Vous n'avez pas assez de clients ? C'est parce que vous êtes franco-français. Regardez les constructeurs automobiles, les compagnies pétrolières, les banques -il n'y a pas que la grande distribution à être très concentrée. Allez chercher des clients dans les marchés qui s'ouvrent !

Même si mes amis bretons n'en sont pas toujours contents, j'ai décidé qu'un seul producteur ne devait pas avoir une relation commerciale avec nous supérieur au quart de son chiffre d'affaires.

PME et multinationale sont sur le même marché et c'est à ce niveau que les effets de concurrence ou de dumping jouent à plein. L'intervention du législateur est donc très importante : c'est parce que la loi a imposé un délai de paiement que j'ai pu l'appliquer sans crainte que mon concurrent ne m'imite pas.
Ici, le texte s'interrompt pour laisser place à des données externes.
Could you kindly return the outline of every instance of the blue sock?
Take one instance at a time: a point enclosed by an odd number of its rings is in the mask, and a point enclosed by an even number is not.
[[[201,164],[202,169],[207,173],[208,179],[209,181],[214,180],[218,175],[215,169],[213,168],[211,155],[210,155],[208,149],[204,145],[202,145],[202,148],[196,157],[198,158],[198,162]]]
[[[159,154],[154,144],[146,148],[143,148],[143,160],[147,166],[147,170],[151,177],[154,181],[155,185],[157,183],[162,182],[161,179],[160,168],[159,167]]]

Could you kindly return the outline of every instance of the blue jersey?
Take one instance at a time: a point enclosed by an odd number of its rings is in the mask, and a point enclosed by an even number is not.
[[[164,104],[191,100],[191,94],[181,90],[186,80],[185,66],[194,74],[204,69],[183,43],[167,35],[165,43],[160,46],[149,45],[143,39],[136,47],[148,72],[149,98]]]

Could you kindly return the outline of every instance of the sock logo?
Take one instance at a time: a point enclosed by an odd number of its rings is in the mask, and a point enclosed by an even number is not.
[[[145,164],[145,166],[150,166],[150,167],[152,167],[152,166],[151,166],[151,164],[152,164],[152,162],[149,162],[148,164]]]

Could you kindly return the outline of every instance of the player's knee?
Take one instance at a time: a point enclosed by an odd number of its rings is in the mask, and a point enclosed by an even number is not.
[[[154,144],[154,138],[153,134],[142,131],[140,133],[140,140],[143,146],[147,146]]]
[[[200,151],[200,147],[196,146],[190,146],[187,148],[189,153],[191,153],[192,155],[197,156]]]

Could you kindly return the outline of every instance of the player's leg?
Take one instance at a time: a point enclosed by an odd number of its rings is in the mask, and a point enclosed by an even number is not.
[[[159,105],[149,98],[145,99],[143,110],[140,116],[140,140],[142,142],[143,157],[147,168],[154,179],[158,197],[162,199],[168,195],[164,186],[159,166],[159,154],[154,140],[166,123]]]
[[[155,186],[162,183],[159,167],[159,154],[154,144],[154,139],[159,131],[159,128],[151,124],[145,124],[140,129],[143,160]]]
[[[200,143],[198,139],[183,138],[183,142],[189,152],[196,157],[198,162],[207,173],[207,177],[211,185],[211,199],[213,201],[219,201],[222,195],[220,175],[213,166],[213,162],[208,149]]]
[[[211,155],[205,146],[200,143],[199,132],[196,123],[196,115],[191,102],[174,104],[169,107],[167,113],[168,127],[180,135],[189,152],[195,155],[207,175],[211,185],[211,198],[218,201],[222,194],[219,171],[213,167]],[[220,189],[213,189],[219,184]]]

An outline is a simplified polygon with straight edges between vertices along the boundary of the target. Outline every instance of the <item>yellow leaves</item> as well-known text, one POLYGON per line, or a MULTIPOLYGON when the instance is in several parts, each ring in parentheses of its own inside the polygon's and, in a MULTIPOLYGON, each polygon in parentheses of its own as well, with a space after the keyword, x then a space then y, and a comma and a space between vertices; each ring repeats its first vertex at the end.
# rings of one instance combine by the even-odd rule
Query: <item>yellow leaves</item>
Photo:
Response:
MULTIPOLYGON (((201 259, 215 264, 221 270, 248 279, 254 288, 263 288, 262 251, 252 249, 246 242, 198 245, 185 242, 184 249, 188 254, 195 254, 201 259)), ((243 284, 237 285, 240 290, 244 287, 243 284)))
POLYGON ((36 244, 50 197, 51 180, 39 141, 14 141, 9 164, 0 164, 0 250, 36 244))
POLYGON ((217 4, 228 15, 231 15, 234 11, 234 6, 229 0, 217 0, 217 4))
En revanche, quand le législateur s'immisce dans les politiques promotionnelles de chacun, il se trompe. La loi Galland a favorisé les multinationales par rapport aux PME.

Il manque un lieu où ces problèmes puissent être évoqués comme nous le faisons aujourd'hui. Il faudrait que nous puissions nous réunir de nouveau, même sans la perspective d'un projet de loi.

M. Francis CORDELETTE (directeur général France Société Auchan)

Le climat se détend. Nous vivons dans un monde très compétitif. Les distributeurs sont très concurrents entre eux et les consommateurs votent chaque jour pour un d'entre nous. La négociation entre un acheteur et un vendeur sera toujours une confrontation. Le vendeur sait toujours s'il a fait une bonne affaire, l'acheteur ne le sait jamais. Auchan travaille avec 9.000 industriels dont 7.200 PME françaises, mais 42 fournisseurs réalisent à eux-seuls la moitié de notre chiffre d'affaires. La concentration chez les fournisseurs est parfois très forte. Pour les céréales, Kellogs détient 60 % des parts du marché ; pour les couches, Pocter en détient 50 % ; pour les colas, Coca en détient 80 %.

Il est anormal de faire payer 60 % de pénalités de retard mais nos clients ne supportent pas une rupture de stocks et, quand nous faisons une publicité, nous ne pouvons en admettre aucune. Il est donc normal qu'il y ait des pénalités de retard mais je répète que 60 %, c'est trop.

M. Benoît CORNU (directeur de la coordination réseaux Centrale d'achats Opéra)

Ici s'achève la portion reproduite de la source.